If you purchased a used unit (as I did) and it did not come with a remote, you can purchase the HR089 remote which is backwards compatible starting with the MVP871. The remote will need to be programmed, however. I purchased the remote directly through McIntosh for $80 which I thought was more than reasonable.

To fully Enable Bitstreaming on your McIntosh unit: You may also refer to page 36 of your manual.
Steps:
Once you have the Remote press the "Mode" button to access a pop up menu.
Use the directional buttons to toggle and select "BD Audio Mode" -It will likely already be highlighted
It will list two options*.
Select "HD Audio Output" to enable this setting. You should then hear your receiver pick up the signal (mine makes a clicking sound) and the proper codec will then be displayed. My player has a red DTS logo that will illuminate.
Press the "Mode" button again to exit the settings window.
You're all done!

From the manual:
“HD Audio Output Mode” selection is required for the MVP881BR to Output Dolby Digital or DTS Digital Audio Signals via the HDMI connection.

*The second option is "Mix Audio Output" which is meant for for PiP (Picture in Picture) viewing per the manual. My player was set to this setting.

Final thoughts:
I have tried a few different discs (TrueHD, DTS) and I can confirm (although not 100%) that once "HD Audio Output" is properly selected, you will not need to enable it again. I thought that perhaps you would need to go into the Mode settings each and every time you loaded a disc, but this is not the case. The likely exception being a full factory reset. I feel that the unit was reset before I received it, which explains why it was not initially on that setting.

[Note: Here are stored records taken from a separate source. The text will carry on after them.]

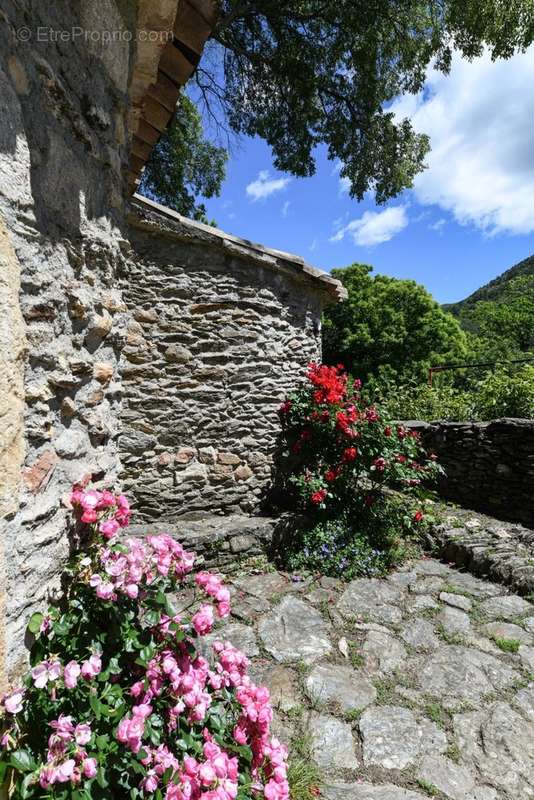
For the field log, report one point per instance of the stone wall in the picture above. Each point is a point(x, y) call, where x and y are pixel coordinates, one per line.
point(221, 331)
point(225, 329)
point(489, 466)
point(62, 157)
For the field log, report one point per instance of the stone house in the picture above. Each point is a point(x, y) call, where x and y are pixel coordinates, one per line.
point(135, 346)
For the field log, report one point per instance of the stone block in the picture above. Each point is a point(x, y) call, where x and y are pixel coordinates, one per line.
point(228, 458)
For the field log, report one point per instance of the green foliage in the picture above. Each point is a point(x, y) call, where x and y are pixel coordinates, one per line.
point(365, 544)
point(303, 774)
point(420, 401)
point(507, 645)
point(503, 393)
point(118, 697)
point(184, 165)
point(388, 328)
point(309, 72)
point(342, 456)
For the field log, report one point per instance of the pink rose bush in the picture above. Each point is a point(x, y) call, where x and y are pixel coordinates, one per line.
point(119, 702)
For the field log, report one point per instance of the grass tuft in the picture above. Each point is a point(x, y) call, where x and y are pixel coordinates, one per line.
point(507, 645)
point(427, 787)
point(303, 774)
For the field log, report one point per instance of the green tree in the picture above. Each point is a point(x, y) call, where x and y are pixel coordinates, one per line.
point(388, 328)
point(184, 165)
point(305, 72)
point(505, 324)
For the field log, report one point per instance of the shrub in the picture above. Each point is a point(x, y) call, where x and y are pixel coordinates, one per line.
point(343, 455)
point(411, 401)
point(502, 394)
point(498, 394)
point(365, 546)
point(344, 452)
point(119, 702)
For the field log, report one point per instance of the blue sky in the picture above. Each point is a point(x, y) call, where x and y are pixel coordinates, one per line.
point(469, 217)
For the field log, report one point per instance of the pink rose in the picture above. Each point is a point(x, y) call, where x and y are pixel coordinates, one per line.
point(109, 528)
point(13, 703)
point(89, 767)
point(71, 674)
point(65, 770)
point(104, 591)
point(82, 733)
point(203, 620)
point(91, 667)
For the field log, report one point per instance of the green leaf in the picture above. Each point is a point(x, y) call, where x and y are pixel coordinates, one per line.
point(34, 625)
point(26, 783)
point(22, 760)
point(96, 705)
point(102, 741)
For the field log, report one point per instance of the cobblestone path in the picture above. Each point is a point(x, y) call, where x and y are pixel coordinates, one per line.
point(418, 685)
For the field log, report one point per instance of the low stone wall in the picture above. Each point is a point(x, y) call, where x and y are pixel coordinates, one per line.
point(222, 329)
point(489, 466)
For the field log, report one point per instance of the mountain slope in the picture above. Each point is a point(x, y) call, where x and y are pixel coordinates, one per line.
point(495, 288)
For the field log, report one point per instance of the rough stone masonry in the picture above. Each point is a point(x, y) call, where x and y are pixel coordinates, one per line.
point(67, 106)
point(221, 330)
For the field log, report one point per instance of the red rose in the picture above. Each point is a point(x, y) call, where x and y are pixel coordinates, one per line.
point(318, 497)
point(349, 454)
point(331, 475)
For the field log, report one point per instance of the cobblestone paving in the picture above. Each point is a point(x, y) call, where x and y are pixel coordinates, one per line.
point(418, 685)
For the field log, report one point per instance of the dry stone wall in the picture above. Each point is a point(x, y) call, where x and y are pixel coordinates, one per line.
point(221, 331)
point(489, 466)
point(62, 155)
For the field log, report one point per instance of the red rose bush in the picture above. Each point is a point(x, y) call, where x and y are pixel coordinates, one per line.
point(119, 702)
point(343, 454)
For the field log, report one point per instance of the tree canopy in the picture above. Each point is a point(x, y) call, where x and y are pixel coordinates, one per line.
point(184, 165)
point(306, 72)
point(388, 328)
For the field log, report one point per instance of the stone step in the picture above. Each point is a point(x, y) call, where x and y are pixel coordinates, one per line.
point(218, 541)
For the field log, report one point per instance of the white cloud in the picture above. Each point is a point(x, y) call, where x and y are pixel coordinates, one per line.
point(374, 227)
point(344, 185)
point(479, 118)
point(264, 186)
point(438, 225)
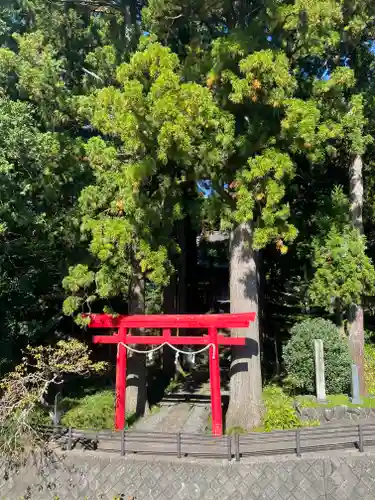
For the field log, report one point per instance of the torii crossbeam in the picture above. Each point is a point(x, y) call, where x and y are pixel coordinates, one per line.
point(166, 323)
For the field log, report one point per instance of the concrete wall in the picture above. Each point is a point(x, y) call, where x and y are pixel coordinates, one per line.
point(86, 475)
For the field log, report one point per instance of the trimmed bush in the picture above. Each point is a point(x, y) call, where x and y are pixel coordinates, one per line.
point(298, 357)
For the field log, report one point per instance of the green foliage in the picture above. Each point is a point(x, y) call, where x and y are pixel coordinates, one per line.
point(128, 215)
point(298, 355)
point(96, 411)
point(343, 271)
point(280, 412)
point(369, 368)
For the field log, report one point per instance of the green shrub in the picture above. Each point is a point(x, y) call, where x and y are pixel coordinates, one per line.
point(91, 412)
point(280, 413)
point(279, 410)
point(298, 356)
point(370, 368)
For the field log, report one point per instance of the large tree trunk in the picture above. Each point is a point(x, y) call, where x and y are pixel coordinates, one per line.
point(136, 381)
point(246, 379)
point(356, 319)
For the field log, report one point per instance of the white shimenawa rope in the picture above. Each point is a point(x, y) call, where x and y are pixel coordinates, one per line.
point(178, 351)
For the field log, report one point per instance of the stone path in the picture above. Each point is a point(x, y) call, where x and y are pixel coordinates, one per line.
point(173, 417)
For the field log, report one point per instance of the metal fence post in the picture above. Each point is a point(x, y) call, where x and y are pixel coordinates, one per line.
point(179, 444)
point(360, 432)
point(69, 438)
point(229, 447)
point(298, 442)
point(123, 442)
point(237, 447)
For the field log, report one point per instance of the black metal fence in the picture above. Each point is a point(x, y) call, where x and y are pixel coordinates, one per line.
point(288, 442)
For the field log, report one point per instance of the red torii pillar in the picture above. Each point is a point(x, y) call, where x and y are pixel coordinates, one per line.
point(166, 322)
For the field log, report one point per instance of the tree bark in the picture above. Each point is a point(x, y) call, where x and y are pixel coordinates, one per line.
point(356, 318)
point(245, 406)
point(136, 380)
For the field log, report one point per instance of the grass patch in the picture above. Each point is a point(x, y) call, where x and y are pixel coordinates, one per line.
point(94, 411)
point(332, 401)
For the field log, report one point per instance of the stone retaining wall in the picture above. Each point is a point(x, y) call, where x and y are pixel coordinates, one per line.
point(92, 476)
point(326, 415)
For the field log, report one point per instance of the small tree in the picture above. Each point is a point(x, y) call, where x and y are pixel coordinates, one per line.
point(25, 390)
point(299, 356)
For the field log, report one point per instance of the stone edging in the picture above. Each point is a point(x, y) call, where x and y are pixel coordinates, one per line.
point(326, 415)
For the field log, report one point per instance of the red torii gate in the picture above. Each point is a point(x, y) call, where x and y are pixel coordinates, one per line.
point(166, 322)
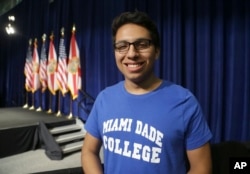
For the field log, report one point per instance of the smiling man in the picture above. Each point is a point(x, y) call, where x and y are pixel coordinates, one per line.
point(146, 124)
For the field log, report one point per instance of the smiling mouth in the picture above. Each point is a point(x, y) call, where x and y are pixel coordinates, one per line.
point(134, 65)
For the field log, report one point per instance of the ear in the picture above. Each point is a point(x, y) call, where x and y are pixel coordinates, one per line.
point(157, 53)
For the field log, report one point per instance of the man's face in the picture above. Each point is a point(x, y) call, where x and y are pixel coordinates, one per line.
point(135, 64)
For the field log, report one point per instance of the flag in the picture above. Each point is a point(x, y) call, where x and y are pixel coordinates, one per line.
point(74, 68)
point(35, 66)
point(28, 68)
point(43, 67)
point(62, 68)
point(51, 68)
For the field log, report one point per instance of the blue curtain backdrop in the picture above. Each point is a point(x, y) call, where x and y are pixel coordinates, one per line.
point(205, 47)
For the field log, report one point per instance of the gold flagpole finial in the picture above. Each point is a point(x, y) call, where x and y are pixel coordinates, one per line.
point(44, 37)
point(62, 32)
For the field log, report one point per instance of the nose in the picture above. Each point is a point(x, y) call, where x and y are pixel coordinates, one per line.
point(132, 52)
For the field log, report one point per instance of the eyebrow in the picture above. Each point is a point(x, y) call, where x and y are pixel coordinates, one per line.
point(138, 39)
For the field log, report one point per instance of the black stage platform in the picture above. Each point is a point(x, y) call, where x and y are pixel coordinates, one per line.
point(19, 129)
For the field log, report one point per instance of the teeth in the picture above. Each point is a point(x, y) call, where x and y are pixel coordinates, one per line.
point(133, 65)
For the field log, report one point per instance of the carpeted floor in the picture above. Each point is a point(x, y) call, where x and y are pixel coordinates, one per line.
point(36, 161)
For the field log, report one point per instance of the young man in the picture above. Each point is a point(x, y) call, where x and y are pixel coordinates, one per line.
point(146, 125)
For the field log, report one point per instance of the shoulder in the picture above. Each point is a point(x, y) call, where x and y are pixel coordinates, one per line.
point(110, 91)
point(175, 90)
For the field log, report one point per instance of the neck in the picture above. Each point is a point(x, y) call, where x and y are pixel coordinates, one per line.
point(142, 87)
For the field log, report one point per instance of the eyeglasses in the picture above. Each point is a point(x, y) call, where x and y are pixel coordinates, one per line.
point(139, 45)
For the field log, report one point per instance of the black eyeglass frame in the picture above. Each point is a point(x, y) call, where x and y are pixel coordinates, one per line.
point(136, 45)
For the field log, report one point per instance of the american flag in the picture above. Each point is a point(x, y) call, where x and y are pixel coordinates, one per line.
point(43, 67)
point(62, 68)
point(35, 64)
point(74, 68)
point(28, 69)
point(52, 67)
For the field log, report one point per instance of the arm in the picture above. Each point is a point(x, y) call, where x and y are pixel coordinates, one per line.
point(200, 160)
point(91, 162)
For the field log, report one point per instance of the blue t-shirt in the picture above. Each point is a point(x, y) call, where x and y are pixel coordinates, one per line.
point(148, 133)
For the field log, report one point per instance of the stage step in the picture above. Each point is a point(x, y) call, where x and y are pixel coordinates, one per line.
point(65, 139)
point(72, 147)
point(62, 129)
point(69, 137)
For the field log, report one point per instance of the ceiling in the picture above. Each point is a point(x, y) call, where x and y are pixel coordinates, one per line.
point(6, 5)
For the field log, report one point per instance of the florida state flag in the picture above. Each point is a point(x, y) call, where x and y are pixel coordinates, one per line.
point(74, 67)
point(28, 68)
point(51, 67)
point(35, 64)
point(43, 66)
point(62, 67)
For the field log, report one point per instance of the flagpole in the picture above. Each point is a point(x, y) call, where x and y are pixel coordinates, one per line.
point(50, 110)
point(39, 109)
point(70, 116)
point(59, 108)
point(32, 107)
point(25, 106)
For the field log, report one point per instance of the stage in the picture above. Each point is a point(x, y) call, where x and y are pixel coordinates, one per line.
point(19, 129)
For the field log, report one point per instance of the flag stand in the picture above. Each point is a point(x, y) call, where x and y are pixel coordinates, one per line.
point(32, 107)
point(25, 106)
point(59, 108)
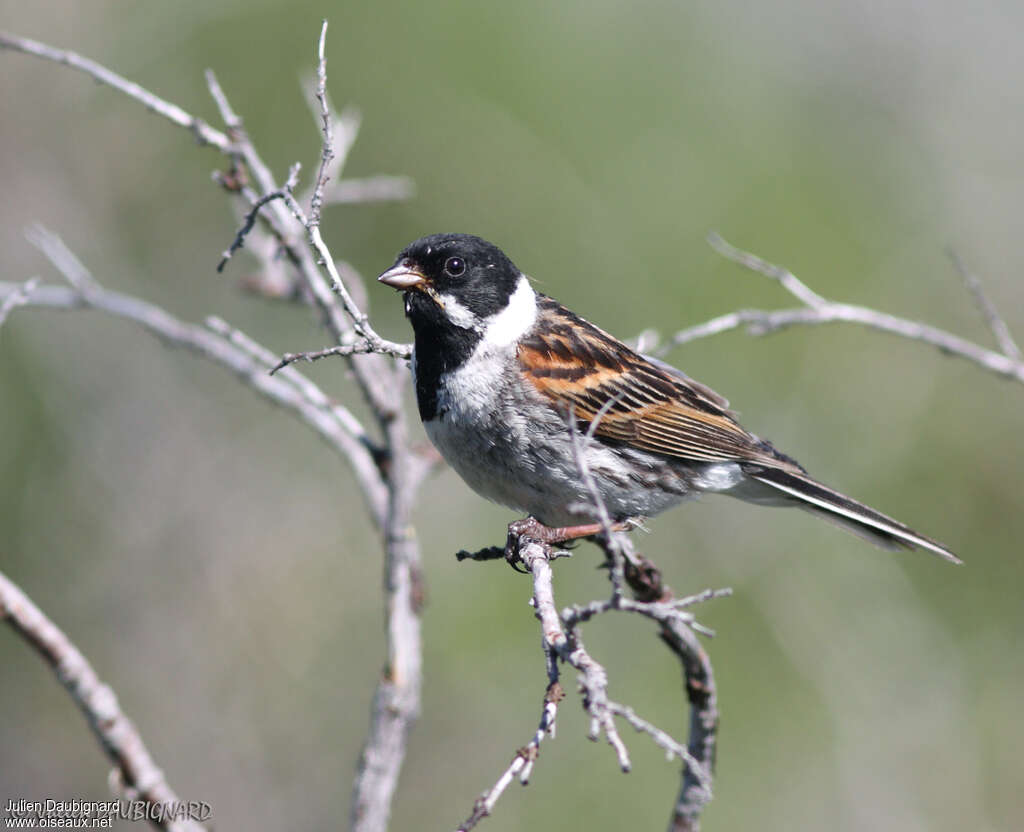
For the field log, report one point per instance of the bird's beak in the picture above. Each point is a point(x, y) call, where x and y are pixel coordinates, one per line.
point(402, 276)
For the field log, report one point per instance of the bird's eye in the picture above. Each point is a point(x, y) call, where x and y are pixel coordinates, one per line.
point(455, 266)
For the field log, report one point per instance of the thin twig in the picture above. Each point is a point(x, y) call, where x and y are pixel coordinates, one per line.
point(203, 131)
point(345, 435)
point(359, 347)
point(522, 763)
point(117, 734)
point(999, 329)
point(18, 296)
point(818, 310)
point(250, 220)
point(327, 152)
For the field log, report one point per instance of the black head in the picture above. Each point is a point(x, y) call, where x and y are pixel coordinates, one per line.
point(454, 279)
point(461, 291)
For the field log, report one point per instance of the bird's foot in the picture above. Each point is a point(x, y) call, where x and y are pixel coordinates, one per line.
point(530, 528)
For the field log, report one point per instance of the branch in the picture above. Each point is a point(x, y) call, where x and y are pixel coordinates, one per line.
point(203, 131)
point(561, 639)
point(820, 310)
point(389, 470)
point(117, 734)
point(331, 421)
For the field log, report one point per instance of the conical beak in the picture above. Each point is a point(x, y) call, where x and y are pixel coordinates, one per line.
point(402, 276)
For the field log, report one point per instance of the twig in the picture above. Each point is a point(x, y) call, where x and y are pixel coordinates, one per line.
point(203, 131)
point(819, 310)
point(250, 220)
point(389, 479)
point(327, 152)
point(18, 296)
point(522, 763)
point(117, 734)
point(345, 434)
point(995, 323)
point(359, 347)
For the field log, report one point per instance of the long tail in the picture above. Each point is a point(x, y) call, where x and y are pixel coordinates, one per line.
point(845, 512)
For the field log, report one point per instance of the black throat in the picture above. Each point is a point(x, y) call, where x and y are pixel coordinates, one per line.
point(439, 347)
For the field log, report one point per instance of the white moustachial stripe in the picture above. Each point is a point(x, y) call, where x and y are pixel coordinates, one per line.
point(515, 320)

This McIntosh player (881BR) is a luxurious powerhouse built like a tank. While I would never pay the original $8000 MSRP, just briefly examining it and admiring its beautiful construction is enough to justify owning this player..even while taking into consideration its age, outdated features, and lack of support (last Firmware update was in 2011).

Say what you will about McIntosh, but this unit is simply outstanding once it has been properly setup and calibrated. It will take virtually any disc (including PAL) and the transport (made from Zinc Die-Cast) is super quiet. Many claim this player is slow and it is, but this is not a regular player. This player has multiple microprocessors and its operating fan is the same size as one found in computer towers.

With physical media sadly on the way out, grab these while you still can for a bargain. I feel these will only go up in price over the years. They currently go for roughly $1500-$3k now. Hell...even my McIntosh LaserDisc player (MLD7020) still sells for over a grand these days and it's over 20 years old!